Finance & Sustainability

Two ways for market operators to act based on sustainability factors: integration and outcomes

There are two basic ways for business and finance operators to act in connection with sustainability factors. Although not necessarily mutually exclusive, they can be represented diagrammatically as follows:

First, integration, on the right-hand side of the diagram: an operator can change its position to reflect the risks or opportunities created for it by sustainability factors. This is what is involved in much ESG activity. For example, where ESG factors create heightened risks for a company in which an investor has invested, the investor might reduce its holding to limit its exposure or, conversely, increase its holding where the company is managing its ESG risks better than others.  The investor responds to the outside world by integrating ESG factors in its decision-making but does not seek to change it.

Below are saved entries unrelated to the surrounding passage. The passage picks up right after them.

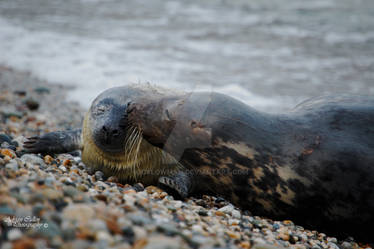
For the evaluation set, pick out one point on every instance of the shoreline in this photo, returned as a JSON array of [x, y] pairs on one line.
[[53, 201]]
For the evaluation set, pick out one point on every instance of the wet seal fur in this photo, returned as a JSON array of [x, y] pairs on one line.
[[314, 164]]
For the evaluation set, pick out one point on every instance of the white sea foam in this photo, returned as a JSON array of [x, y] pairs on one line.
[[87, 64]]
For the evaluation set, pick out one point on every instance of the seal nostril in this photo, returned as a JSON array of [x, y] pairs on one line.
[[115, 133]]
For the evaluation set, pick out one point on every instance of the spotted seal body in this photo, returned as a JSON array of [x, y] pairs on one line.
[[314, 164]]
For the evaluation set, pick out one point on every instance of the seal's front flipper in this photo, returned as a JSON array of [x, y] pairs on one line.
[[55, 142], [179, 182]]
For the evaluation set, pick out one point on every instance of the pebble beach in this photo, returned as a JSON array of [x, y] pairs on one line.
[[55, 201]]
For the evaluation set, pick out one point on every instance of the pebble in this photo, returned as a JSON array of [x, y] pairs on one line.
[[32, 159], [32, 104], [227, 209]]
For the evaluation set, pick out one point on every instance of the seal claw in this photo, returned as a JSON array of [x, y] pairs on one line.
[[178, 186]]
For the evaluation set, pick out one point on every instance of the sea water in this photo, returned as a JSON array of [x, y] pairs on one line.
[[270, 54]]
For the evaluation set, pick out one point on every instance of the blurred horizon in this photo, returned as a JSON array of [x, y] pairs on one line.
[[270, 54]]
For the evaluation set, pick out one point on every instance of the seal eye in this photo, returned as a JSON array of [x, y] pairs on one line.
[[100, 110]]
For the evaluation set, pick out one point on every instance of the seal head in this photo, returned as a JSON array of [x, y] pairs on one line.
[[109, 126]]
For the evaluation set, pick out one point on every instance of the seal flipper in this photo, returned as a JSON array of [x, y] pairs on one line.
[[55, 142], [180, 182]]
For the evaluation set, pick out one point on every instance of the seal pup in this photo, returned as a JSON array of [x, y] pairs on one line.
[[314, 164]]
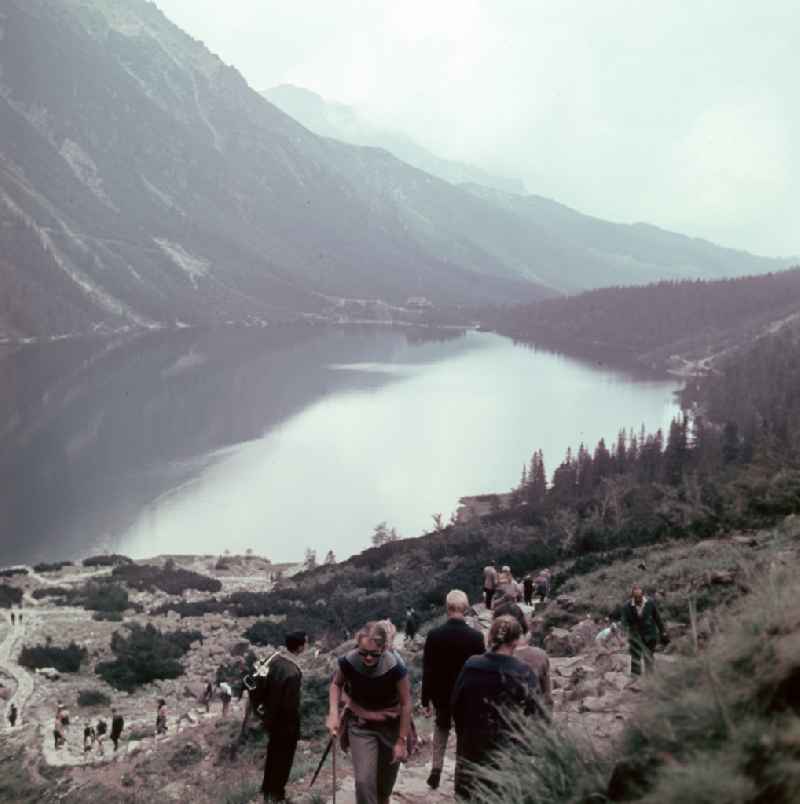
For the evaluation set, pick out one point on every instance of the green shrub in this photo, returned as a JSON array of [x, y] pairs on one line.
[[542, 764], [54, 567], [65, 660], [106, 597], [93, 698], [13, 571], [144, 655], [170, 579]]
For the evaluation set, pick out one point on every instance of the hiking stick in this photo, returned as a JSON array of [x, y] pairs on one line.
[[331, 743], [334, 772]]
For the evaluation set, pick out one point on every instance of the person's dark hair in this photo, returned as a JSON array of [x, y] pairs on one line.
[[295, 640], [508, 607], [505, 630]]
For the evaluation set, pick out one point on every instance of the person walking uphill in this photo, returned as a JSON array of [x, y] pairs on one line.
[[489, 583], [446, 650], [281, 715], [644, 626], [486, 685], [376, 722]]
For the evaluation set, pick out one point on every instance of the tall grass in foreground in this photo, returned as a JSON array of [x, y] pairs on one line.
[[722, 725], [543, 765]]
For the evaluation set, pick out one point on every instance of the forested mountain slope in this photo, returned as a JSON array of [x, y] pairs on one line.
[[658, 325]]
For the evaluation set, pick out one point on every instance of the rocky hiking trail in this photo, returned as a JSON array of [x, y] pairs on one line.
[[593, 692]]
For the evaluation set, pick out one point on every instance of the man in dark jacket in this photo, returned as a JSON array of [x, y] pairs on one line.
[[446, 650], [644, 626], [117, 725], [281, 715]]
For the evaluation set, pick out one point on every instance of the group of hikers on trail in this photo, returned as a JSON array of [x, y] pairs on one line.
[[91, 734], [501, 584]]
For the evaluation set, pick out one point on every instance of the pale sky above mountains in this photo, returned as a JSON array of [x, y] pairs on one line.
[[685, 114]]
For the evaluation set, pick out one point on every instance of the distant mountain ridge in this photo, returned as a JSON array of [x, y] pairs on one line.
[[143, 183], [345, 123]]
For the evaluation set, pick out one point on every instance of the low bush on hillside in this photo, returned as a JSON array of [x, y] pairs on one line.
[[98, 596], [65, 660], [170, 579], [105, 597], [52, 591], [9, 596], [53, 567], [12, 571], [144, 654], [106, 560], [93, 698]]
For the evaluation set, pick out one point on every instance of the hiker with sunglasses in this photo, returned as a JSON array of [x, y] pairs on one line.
[[373, 682]]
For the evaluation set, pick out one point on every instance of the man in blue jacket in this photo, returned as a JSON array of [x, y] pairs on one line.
[[644, 626], [446, 650]]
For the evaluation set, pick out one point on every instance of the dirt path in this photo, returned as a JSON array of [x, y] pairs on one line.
[[8, 664]]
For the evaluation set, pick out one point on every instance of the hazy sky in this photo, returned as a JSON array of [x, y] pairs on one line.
[[684, 113]]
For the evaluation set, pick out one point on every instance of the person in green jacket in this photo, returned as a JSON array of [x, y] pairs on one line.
[[645, 627]]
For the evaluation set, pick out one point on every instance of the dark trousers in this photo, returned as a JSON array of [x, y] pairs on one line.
[[280, 756], [641, 648]]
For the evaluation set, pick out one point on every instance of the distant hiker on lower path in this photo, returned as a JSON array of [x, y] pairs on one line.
[[208, 694], [59, 727], [161, 718], [542, 585], [446, 650], [527, 589], [412, 623], [644, 625], [507, 586], [496, 679], [489, 583], [281, 715], [117, 725], [376, 723]]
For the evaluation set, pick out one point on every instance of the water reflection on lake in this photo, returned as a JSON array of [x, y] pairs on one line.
[[283, 439]]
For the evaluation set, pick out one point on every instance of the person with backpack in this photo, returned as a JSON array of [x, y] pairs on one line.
[[376, 722], [644, 626], [225, 695], [208, 694], [100, 730], [88, 738], [486, 685], [117, 724], [161, 718], [280, 714], [412, 623], [447, 648], [489, 583]]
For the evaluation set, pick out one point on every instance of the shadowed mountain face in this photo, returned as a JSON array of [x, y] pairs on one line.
[[346, 124], [143, 182]]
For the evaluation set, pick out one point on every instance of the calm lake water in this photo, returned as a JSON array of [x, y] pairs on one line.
[[284, 438]]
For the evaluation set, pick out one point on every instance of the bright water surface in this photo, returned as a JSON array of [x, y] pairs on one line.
[[285, 438]]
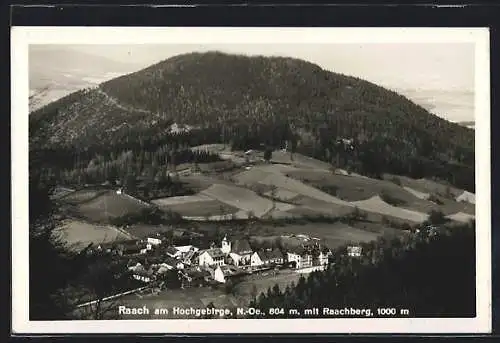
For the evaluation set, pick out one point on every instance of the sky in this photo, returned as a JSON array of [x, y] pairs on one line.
[[428, 66]]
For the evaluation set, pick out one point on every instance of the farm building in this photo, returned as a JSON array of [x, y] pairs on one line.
[[267, 258]]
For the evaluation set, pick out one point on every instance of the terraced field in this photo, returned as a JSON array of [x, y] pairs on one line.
[[79, 234]]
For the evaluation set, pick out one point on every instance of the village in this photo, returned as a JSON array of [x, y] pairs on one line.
[[152, 260]]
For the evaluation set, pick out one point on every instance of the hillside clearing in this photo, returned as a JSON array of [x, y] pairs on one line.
[[110, 205], [298, 160], [82, 195], [420, 195], [461, 217]]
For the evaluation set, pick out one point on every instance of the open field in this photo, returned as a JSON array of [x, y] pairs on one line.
[[333, 234], [269, 177], [467, 197], [461, 217], [83, 195], [79, 234], [211, 148], [110, 205], [245, 288], [204, 296], [355, 189], [198, 183], [144, 230]]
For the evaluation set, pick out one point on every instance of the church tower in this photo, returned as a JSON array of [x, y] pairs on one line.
[[226, 246]]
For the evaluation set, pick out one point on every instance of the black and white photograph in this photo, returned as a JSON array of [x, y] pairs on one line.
[[249, 180]]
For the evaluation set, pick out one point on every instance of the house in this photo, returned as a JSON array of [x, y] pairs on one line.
[[218, 275], [211, 257], [241, 252], [223, 273], [130, 248], [300, 256], [172, 263], [185, 250], [324, 256], [143, 275], [267, 258]]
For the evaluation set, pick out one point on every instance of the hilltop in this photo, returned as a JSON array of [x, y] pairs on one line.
[[251, 103]]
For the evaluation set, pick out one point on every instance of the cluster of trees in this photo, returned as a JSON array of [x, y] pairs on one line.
[[251, 102], [431, 274]]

Second, pursuing positive sustainability outcomes, on the left-hand side of the diagram: a business or finance operator can also seek to have a positive impact on a given sustainability factor that is relevant to its goals. For example, where declining sustainability of a given sort could threaten the operator’s future growth, it could take steps to seek to mitigate the risk by tackling its root causes, resulting in positive sustainability outcomes. Conversely, where enhanced sustainability of a given sort could assist the relevant operator in achieving its goals, it could take active steps to secure that outcome. In other words, the relevant operator would be acting on the outside world to change it, with the aim of bringing about positive sustainability outcomes.

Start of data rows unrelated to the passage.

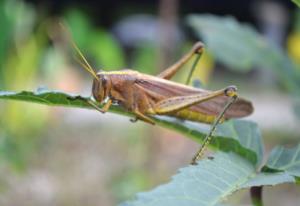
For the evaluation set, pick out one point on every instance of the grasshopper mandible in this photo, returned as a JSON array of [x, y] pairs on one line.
[[145, 95]]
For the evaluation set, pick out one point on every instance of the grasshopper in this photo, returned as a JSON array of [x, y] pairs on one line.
[[144, 95]]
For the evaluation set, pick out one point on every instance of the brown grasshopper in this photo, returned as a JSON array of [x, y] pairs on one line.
[[145, 95]]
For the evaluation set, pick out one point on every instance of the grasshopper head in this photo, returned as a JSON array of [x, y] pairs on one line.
[[101, 87]]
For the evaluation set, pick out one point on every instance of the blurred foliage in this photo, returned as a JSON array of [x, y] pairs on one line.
[[241, 48], [103, 48], [296, 2], [20, 53], [26, 54]]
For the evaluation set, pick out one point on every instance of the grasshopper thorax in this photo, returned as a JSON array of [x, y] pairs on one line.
[[101, 87]]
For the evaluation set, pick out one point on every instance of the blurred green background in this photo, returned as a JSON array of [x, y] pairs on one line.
[[59, 156]]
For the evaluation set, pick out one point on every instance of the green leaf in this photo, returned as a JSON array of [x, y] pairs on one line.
[[241, 47], [297, 2], [269, 179], [241, 137], [285, 159], [208, 183]]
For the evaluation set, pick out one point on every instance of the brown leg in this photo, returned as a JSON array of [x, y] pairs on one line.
[[172, 70], [102, 110]]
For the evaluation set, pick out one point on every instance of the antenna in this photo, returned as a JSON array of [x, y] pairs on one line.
[[84, 63]]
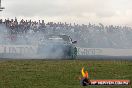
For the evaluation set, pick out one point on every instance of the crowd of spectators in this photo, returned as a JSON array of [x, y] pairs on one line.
[[24, 25]]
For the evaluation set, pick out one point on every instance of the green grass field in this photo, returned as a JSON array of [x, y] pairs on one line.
[[60, 74]]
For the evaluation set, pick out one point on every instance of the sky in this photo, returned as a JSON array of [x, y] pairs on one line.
[[108, 12]]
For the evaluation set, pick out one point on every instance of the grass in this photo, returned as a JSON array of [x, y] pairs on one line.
[[61, 73]]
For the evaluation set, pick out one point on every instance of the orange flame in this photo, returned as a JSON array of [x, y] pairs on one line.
[[84, 74]]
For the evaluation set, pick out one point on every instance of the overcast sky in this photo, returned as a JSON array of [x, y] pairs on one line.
[[116, 12]]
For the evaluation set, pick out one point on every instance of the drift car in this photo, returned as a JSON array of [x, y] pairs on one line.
[[58, 46]]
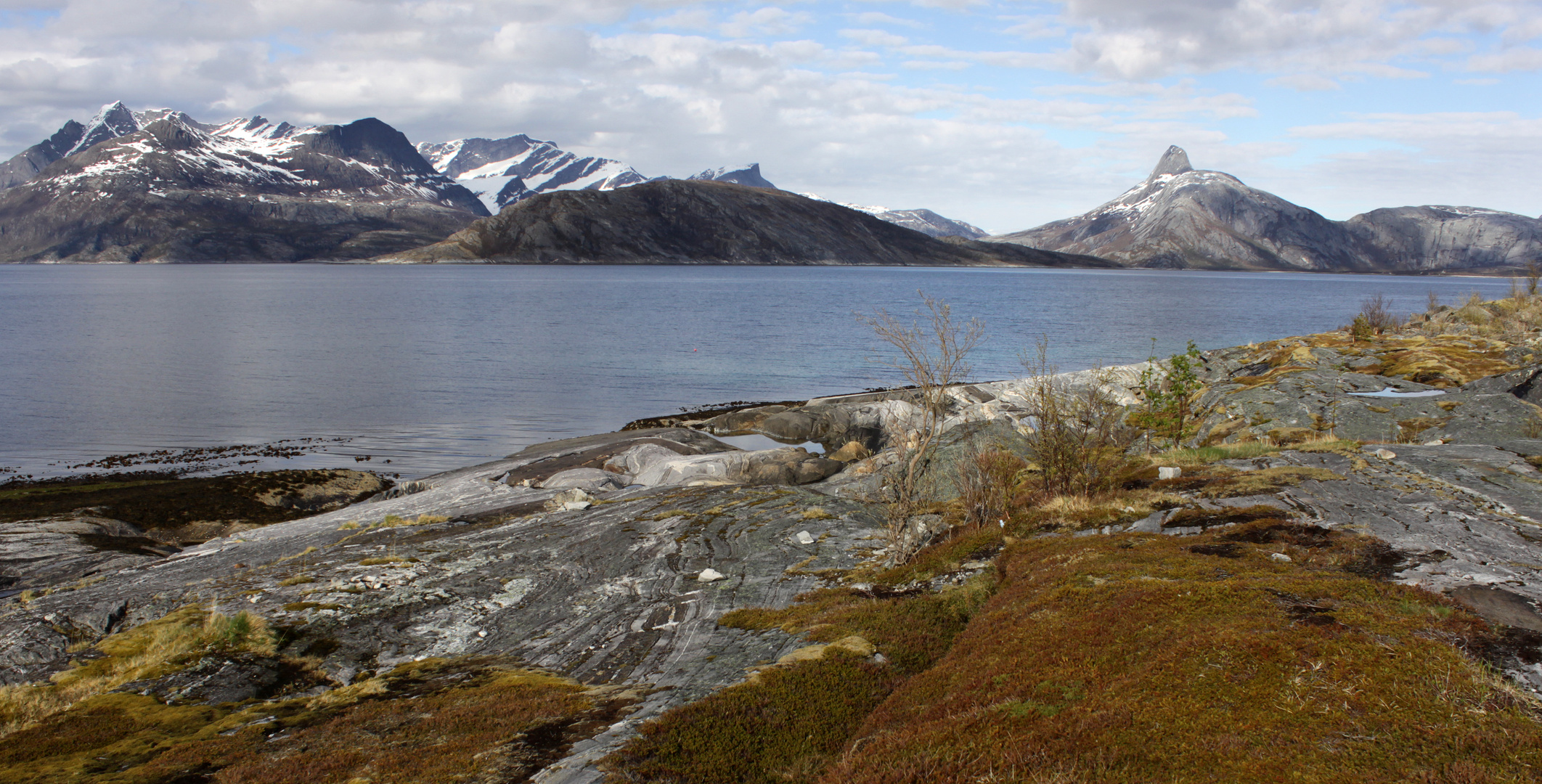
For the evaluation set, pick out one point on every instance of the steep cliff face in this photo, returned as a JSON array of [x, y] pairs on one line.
[[1183, 218], [708, 223], [1186, 218], [247, 190], [1447, 238]]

Pursuing positive sustainability outcomes could involve a business or finance operator pulling whatever levers are available to it, changing its own behaviour or seeking to influence that of third parties. For investors, this would include the use of investment to influence or empower issuers, corporate engagement with investees to get them to change what they do and policy engagement to achieve greater policy alignment with relevant sustainability goals. For businesses more broadly, pursuing positive sustainability outcomes would be reflected primarily in the activities that the relevant business decides to pursue in its core business and on what basis.